Art.15. De beslissingen van de Raad van erkenning zijn met redenen omkleed. Zij omvatten de beschikking en vermelden :
  1° de volledige identiteit van degene die beroep instelt en, in voorkomend geval, die van de persoon die hem vertegenwoordigt of bijstaat;
  2° de datum waarop de partijen opgeroepen werden, alsmede hun eventuele aanwezigheid;
  3° de naam en de voornamen van de leden van de Raad die aan de beraadslaging hebben deelgenomen;
  4° de datum van de uitspraak.
  De beslissingen moeten worden betekend binnen negentig dagen na ontvangst van het beroep. De betekening van de gunstige beslissingen vermeldt de verplichting om de provisie binnen vijftien dagen te betalen.

Art.16. De secretaris stuurt, bij ter post aangetekend schrijven, aan de belanghebbende en aan het gemeentebestuur een voor eensluidend verklaard afschrift van de beslissing.

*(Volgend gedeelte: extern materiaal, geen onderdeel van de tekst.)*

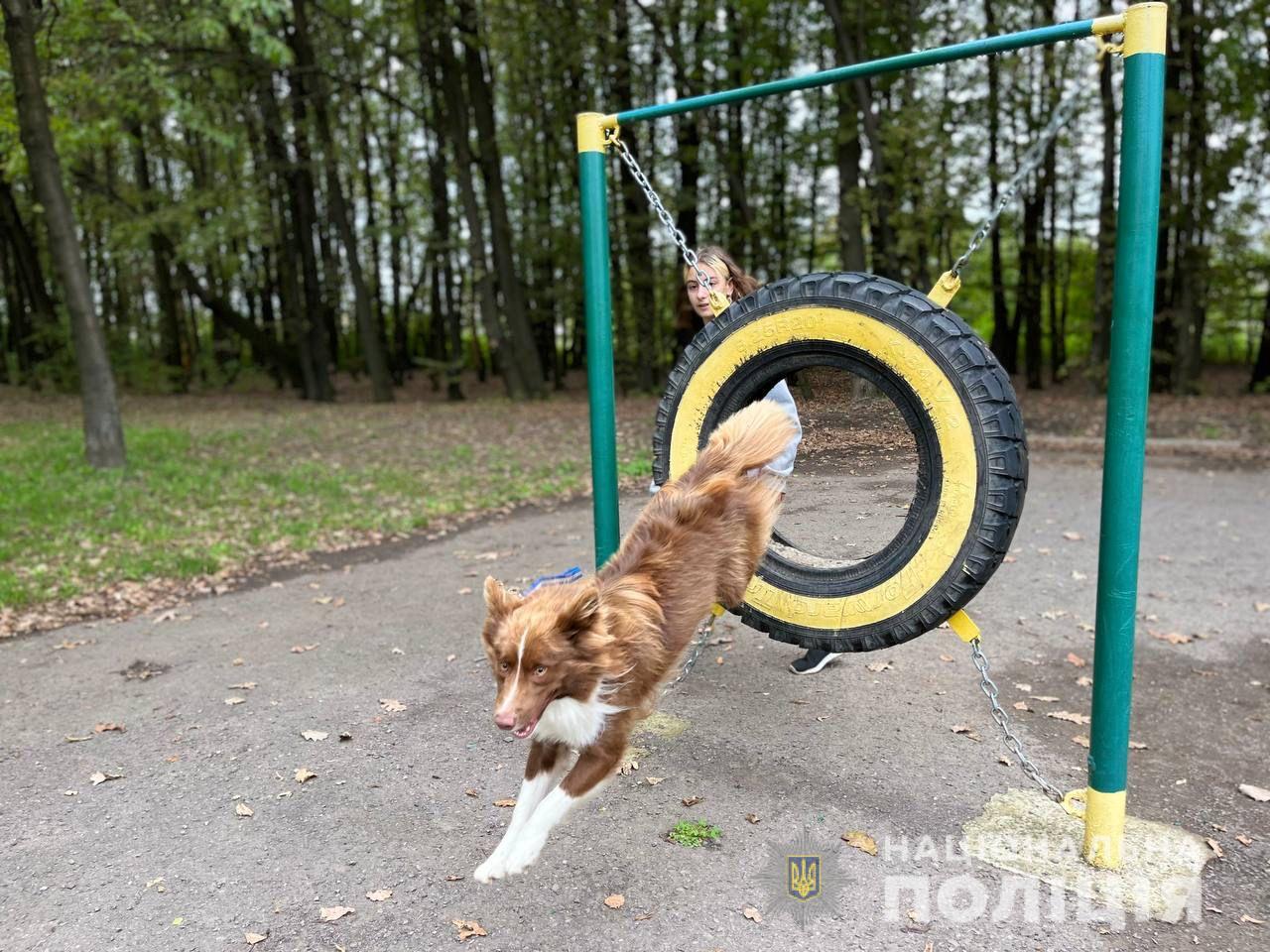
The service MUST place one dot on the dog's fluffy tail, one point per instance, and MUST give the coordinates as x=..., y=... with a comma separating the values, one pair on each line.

Art.17. Elke Raad van erkenning stelt de definitieve lijst voor het betrokken beroep op, rekening houdend met de door hem ingevolge beroep genomen beslissingen.
  De secretaris kan, met instemming van de voorzitter, er wijzigingen in aanbrengen wanneer er verandering is gekomen in de ligging van de hoofdvestiging of van het domicilie van de betrokkenen.
  De definitieve lijsten worden aan de Minister van Middenstand per aangetekend schrijven toegezonden binnen vijftien dagen na de betekening van de laatste beslissing.

Art.18. De bevoegdheden van de Raden van erkenning houden op te bestaan op de dag die is vastgesteld voor het verzenden van de lijsten naar de Minister van Middenstand.
  In geval van vernietiging van één van hun beslissingen door de Raad van State, wordt het dossier teruggezonden naar de kamer van beroep van het betrokken Beroepsinstituut.

Art. 19. Onze Minister van Binnenlandse Zaken en Openbaar Ambt, Onze Minister van Justitie, Onze Minister van Middenstand en Onze Staatssecretaris voor Middenstand zijn, ieder wat hem betreft, belast met de uitvoering van dit besluit.